Par la suite, les hommes considérant que la pratique pouvait être transformée en art, et que ce qui avait été jusque-là flou et débridé pouvait être enfermé dans des règles et des préceptes définis, entreprirent, comme je l’ai dit, de ramener à un art un usage qui devait sa naissance soit au hasard, soit à la nature. Ils corrigèrent ce que la pratique pouvait comporter de mauvais, en suppléant à ce qui lui faisait défaut, en retranchant ce qu’elle avait en trop et, pour le reste, en fixant dans chaque cas des règles et des préceptes bien définis.

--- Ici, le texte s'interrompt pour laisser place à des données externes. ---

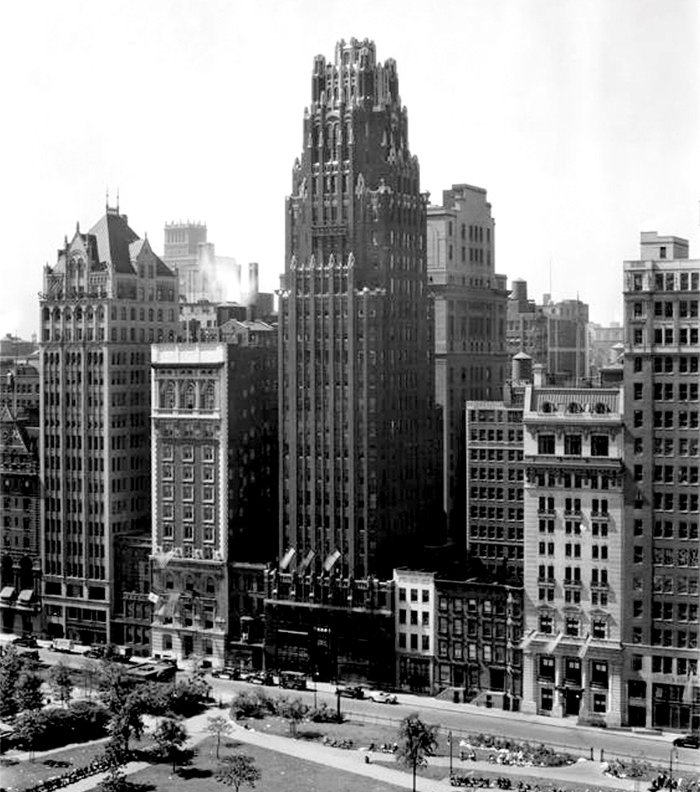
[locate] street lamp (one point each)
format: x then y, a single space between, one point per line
673 751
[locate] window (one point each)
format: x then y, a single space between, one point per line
572 445
599 445
546 668
545 444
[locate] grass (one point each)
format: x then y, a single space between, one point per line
25 774
279 772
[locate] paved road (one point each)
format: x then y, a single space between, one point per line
466 718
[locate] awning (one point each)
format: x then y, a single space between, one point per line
167 609
7 593
25 596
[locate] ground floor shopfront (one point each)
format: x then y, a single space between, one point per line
566 679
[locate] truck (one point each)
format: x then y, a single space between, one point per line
62 645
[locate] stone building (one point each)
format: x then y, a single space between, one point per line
661 571
214 435
104 302
554 334
573 564
20 502
495 483
358 442
469 307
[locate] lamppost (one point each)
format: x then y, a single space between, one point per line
673 751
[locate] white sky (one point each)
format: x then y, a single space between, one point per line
579 117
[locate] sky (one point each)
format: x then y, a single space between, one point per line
580 118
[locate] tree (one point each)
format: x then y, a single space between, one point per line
61 683
29 728
10 671
417 741
170 737
220 727
294 711
237 771
91 672
28 692
113 685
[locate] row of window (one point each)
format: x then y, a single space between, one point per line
573 445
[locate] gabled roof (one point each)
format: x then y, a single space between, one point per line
113 237
142 248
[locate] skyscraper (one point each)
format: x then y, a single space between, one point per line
470 326
357 467
107 298
660 626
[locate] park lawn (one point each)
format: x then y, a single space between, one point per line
362 734
279 772
26 774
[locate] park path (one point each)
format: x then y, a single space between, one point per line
583 772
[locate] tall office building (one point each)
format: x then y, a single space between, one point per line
554 334
107 298
662 325
357 446
470 326
573 597
214 441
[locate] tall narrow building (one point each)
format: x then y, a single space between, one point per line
357 428
107 298
661 567
470 326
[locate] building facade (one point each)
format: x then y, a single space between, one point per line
469 308
414 619
357 424
574 550
495 483
20 507
107 298
554 334
214 483
330 627
662 350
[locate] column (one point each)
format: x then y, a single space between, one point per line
529 697
558 705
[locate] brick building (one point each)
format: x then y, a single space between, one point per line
104 302
358 442
469 308
573 564
214 437
660 571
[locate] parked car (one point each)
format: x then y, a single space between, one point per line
293 680
262 678
382 697
62 645
350 691
687 741
26 640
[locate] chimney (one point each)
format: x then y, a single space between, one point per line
538 375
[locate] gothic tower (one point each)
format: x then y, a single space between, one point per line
357 447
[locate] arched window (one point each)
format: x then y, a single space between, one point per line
189 397
8 575
167 400
207 400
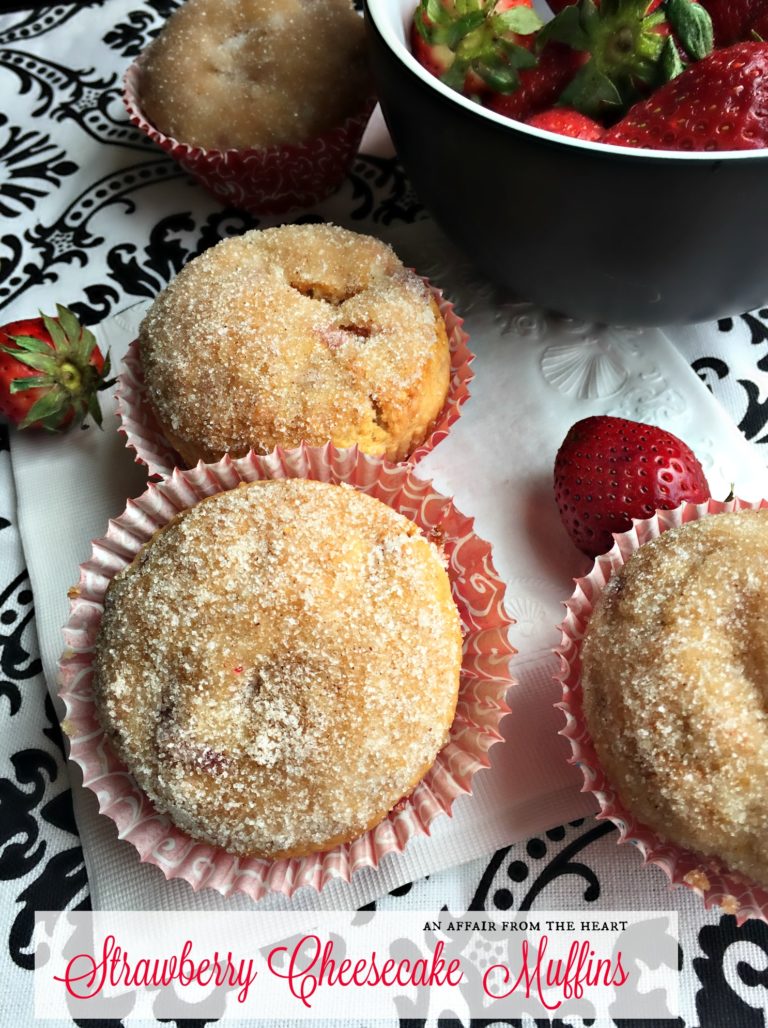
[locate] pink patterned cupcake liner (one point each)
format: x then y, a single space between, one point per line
263 180
144 435
706 875
484 678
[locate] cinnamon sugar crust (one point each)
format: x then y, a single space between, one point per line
234 74
279 666
674 671
298 333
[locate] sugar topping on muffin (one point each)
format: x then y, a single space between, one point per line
674 672
300 333
280 665
253 73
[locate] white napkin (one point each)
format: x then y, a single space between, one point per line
535 375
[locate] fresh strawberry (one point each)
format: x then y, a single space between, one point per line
475 45
733 20
718 104
631 48
609 471
539 87
568 122
50 371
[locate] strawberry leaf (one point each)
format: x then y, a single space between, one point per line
34 381
591 92
83 347
499 76
671 65
40 362
565 28
46 407
69 323
518 56
30 343
522 21
56 332
693 26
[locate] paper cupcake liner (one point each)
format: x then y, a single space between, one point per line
705 875
261 180
484 677
144 435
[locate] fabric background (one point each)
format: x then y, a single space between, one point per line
96 217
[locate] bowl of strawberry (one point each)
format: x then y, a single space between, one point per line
605 158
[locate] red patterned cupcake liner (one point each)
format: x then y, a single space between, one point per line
144 435
706 875
261 180
484 678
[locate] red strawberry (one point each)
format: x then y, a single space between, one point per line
50 371
474 45
631 47
568 122
610 470
733 20
541 86
759 28
718 104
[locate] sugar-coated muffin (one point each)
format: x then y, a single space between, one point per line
674 672
226 74
299 333
280 665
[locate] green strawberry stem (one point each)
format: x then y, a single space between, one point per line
69 378
633 49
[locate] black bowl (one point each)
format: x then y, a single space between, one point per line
599 232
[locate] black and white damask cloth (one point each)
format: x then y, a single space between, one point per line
95 217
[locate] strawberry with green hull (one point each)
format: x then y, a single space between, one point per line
610 470
475 46
539 87
630 47
718 104
567 122
50 372
733 21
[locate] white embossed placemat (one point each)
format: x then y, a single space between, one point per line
535 375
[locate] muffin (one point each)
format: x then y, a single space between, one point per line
673 676
229 74
300 333
279 666
264 102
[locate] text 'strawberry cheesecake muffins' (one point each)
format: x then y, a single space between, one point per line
230 74
279 666
303 333
674 680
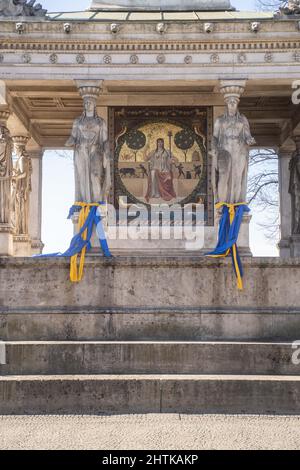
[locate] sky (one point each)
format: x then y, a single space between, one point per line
58 173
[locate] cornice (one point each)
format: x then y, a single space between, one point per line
89 46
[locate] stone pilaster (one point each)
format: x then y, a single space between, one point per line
285 155
6 228
21 196
35 207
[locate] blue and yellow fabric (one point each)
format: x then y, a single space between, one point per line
229 229
89 216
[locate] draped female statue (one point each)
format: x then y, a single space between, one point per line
21 188
5 175
91 155
231 140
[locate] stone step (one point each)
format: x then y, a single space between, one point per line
55 358
205 324
149 394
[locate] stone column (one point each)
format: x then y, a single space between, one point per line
285 155
6 228
35 207
21 196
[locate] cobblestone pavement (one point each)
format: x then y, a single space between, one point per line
150 432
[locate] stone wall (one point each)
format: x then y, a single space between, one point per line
122 283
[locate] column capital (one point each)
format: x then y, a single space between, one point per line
232 88
36 153
296 139
20 142
89 88
285 152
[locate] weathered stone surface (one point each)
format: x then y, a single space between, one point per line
150 325
149 394
168 357
182 5
179 283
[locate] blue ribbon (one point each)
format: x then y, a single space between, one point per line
78 243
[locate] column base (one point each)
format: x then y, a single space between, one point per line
6 241
295 246
22 246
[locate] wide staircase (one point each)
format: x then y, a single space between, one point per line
154 361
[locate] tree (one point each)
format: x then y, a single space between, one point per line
263 189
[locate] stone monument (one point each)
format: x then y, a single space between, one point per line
21 8
182 5
231 141
6 168
21 184
91 153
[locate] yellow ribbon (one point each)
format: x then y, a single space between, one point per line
76 271
231 208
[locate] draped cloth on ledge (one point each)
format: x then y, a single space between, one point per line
229 229
89 216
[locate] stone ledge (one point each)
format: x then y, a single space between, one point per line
141 261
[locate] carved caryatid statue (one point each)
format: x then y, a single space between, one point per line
292 8
231 141
6 169
91 152
294 188
21 186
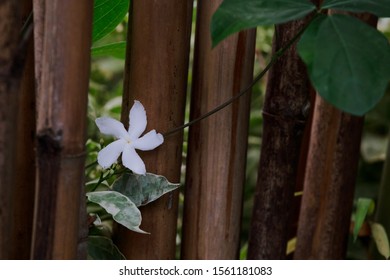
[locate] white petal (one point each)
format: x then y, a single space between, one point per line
137 120
149 141
108 155
110 126
132 160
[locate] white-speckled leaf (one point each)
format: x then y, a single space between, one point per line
381 240
122 209
142 189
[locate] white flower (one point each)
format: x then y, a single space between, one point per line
129 140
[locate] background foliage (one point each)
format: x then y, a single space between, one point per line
106 84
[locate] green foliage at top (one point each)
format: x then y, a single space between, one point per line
364 207
107 15
380 8
235 15
347 60
117 50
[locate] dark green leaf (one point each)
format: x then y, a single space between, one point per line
102 248
381 240
235 15
122 209
347 60
381 8
107 14
117 50
362 209
142 189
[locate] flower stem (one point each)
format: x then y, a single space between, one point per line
273 60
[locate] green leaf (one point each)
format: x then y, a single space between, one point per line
362 208
102 248
347 60
143 189
122 209
381 240
381 8
107 14
117 50
235 15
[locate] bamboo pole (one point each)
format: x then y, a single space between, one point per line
63 38
156 75
285 115
329 181
11 70
216 162
24 188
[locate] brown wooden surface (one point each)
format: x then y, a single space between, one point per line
24 188
329 184
156 75
329 181
285 115
217 145
62 44
10 75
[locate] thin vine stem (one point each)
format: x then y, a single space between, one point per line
257 78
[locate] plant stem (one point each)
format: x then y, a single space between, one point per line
257 78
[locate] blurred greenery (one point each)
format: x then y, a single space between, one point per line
106 85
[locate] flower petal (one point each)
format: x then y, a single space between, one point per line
110 126
132 160
149 141
137 120
108 155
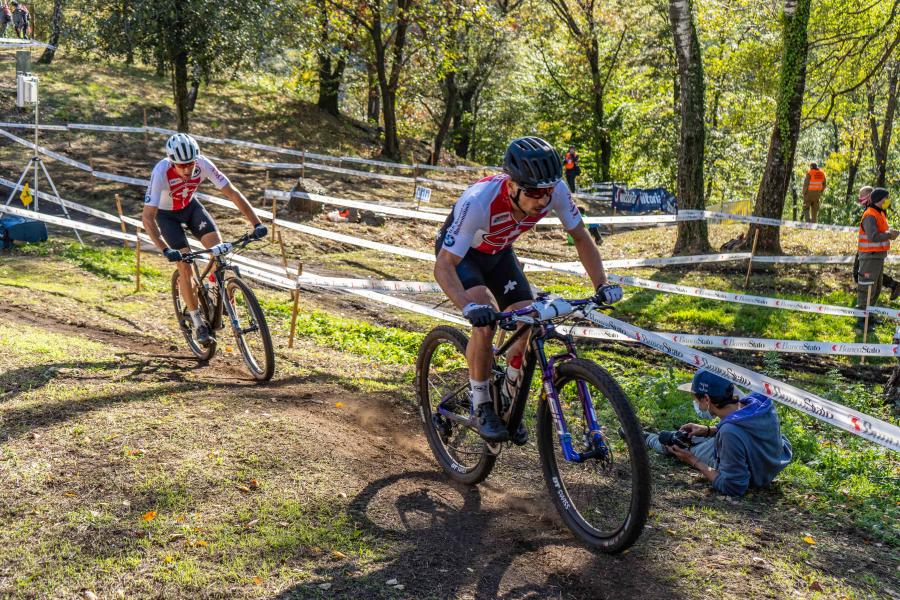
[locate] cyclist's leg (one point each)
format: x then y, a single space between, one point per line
508 284
202 225
169 222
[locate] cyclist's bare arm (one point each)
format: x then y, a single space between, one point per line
148 216
588 254
446 277
232 193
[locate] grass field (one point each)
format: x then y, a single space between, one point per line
130 470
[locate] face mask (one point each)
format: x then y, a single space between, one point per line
703 414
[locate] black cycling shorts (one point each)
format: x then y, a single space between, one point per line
500 272
194 216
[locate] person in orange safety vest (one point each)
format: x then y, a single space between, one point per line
570 165
813 185
875 235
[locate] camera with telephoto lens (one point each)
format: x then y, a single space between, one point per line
675 438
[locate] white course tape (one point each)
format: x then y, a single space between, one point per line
857 423
796 305
380 208
30 214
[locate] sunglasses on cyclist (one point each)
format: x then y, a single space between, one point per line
537 193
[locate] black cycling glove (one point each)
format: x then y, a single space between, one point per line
172 254
479 315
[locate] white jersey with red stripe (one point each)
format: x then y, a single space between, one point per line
169 191
483 216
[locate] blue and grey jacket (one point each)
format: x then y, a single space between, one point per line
749 447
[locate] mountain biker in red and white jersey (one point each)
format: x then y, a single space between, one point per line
478 270
169 204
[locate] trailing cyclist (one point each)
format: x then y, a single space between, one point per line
478 270
169 204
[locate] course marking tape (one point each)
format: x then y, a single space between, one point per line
795 305
857 423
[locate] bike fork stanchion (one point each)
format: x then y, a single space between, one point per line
296 306
137 255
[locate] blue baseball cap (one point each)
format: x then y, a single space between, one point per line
707 382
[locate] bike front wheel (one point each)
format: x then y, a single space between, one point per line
250 329
603 500
185 324
442 378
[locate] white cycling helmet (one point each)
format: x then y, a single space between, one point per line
182 148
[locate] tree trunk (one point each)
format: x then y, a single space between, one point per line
783 143
373 105
55 30
179 90
692 235
451 93
852 170
462 123
330 84
881 144
329 79
602 143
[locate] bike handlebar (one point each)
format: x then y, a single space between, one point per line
223 248
509 319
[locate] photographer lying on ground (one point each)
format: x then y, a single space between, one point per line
746 447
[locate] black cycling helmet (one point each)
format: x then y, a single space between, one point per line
532 162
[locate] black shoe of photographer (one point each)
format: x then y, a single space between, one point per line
490 426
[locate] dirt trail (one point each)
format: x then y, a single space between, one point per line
499 540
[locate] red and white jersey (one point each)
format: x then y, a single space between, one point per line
168 191
483 217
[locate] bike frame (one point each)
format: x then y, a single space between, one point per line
219 266
540 332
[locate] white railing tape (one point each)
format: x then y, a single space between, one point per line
379 208
857 423
796 305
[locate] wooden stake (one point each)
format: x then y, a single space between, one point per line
296 306
752 254
274 208
862 360
137 254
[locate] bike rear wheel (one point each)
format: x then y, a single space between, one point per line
185 324
252 331
604 501
442 374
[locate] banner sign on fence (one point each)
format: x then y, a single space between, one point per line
636 200
423 194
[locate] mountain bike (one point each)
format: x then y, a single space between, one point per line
221 280
591 448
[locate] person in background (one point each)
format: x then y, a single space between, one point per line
20 19
875 235
5 19
813 185
887 281
570 165
745 448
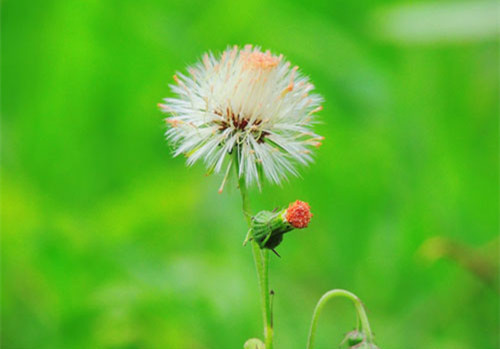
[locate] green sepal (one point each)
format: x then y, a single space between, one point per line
268 228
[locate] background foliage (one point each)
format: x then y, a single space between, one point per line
108 242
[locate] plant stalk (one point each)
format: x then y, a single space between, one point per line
261 258
365 325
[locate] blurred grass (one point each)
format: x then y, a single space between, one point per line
108 242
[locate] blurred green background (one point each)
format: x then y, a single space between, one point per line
108 242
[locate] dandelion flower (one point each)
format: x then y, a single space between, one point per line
244 108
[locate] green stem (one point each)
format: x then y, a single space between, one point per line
261 264
365 325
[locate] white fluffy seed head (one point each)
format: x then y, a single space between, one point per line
244 108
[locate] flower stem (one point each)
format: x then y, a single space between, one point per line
365 325
261 258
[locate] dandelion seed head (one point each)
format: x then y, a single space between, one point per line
244 108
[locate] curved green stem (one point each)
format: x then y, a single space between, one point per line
261 264
365 325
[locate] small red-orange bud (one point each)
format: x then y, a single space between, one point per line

Voilà quelle fut l’origine de tous les arts.
Hugues de Saint-Victor, L’art de lire
L’art aujourd’hui est tellement « libéré » de toutes les règles qu’il n’y a plus finalement ni règles ni art.
Quand les hommes ont pris la liberté de faire tout ce qu’ils veulent, il leur est presque impossible de ne pas faire n’importe quoi.
V. me raconte, avec un enthousiasme fiévreux, humide, son nouveau projet de spectacle, conclut ainsi :
– Je crois que personne n’a jamais fait un truc pareil.
– Peut-être parce que c’est complètement idiot.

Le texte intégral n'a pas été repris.